Suppose there is a multi-label classification task and I know that each image must have a fixed number of labels N. For example, for a dataset, the label has a total of 9 classes. These classes can be categorized into three overall categories, for example, category 1 contains 2 subclasses, Category 2 contains 3 subclasses, and Category 3 contains 4 subclasses. Each image is labelled with 3 classes, where each class comes from each Category (1,2,3). How should I design the loss function?

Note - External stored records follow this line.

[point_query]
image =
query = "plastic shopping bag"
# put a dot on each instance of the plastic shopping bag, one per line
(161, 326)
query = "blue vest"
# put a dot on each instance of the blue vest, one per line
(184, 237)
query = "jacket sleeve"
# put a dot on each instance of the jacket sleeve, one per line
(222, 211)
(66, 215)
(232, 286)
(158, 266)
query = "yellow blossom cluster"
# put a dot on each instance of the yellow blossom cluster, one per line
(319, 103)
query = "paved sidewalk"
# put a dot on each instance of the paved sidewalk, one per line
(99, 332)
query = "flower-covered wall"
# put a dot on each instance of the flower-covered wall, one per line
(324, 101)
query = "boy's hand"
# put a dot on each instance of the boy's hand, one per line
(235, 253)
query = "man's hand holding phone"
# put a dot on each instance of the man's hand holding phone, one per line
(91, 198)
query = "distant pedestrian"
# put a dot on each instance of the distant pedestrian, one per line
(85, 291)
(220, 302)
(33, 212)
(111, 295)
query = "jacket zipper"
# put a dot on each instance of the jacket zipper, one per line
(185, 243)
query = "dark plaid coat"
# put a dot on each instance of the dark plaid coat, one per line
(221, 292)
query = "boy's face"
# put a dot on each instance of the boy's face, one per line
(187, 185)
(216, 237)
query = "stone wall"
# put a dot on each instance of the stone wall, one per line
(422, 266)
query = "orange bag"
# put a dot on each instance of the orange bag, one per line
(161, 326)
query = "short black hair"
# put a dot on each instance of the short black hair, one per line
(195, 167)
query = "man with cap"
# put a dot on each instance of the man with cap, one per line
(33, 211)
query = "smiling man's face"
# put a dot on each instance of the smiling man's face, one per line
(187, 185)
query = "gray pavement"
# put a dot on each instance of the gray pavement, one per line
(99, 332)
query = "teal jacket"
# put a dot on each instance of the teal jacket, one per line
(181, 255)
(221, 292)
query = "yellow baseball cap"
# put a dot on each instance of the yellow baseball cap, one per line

I have two ideas, one is to use the torch.nn.MultiLabelSoftMarginLoss loss function designed specifically for normal multi-label classification tasks (different samples may have different number of labels), and the other idea is to divide the loss function into 6 sub-loss functions, each corresponding to a category, and then, BCE is applied to each sub-loss function. For example,
import torch
import torch.nn.functional as F
def custom_loss(output, target):
loss = 0.0
num_categories = 3
category_sizes = [2, 3, 4]
for i in range(num_categories):
category_start = sum(category_sizes[:i])
category_end = category_start + category_sizes[i]
category_output = output[:, category_start:category_end]
category_target = target[:, category_start:category_end]
category_loss = F.binary_cross_entropy_with_logits(category_output, category_target)
loss += category_loss
return loss / 3
Which of these two ideas is better? Or there is a better loss function design for Multi-Label Classification Problem with Fixed Number of Labels。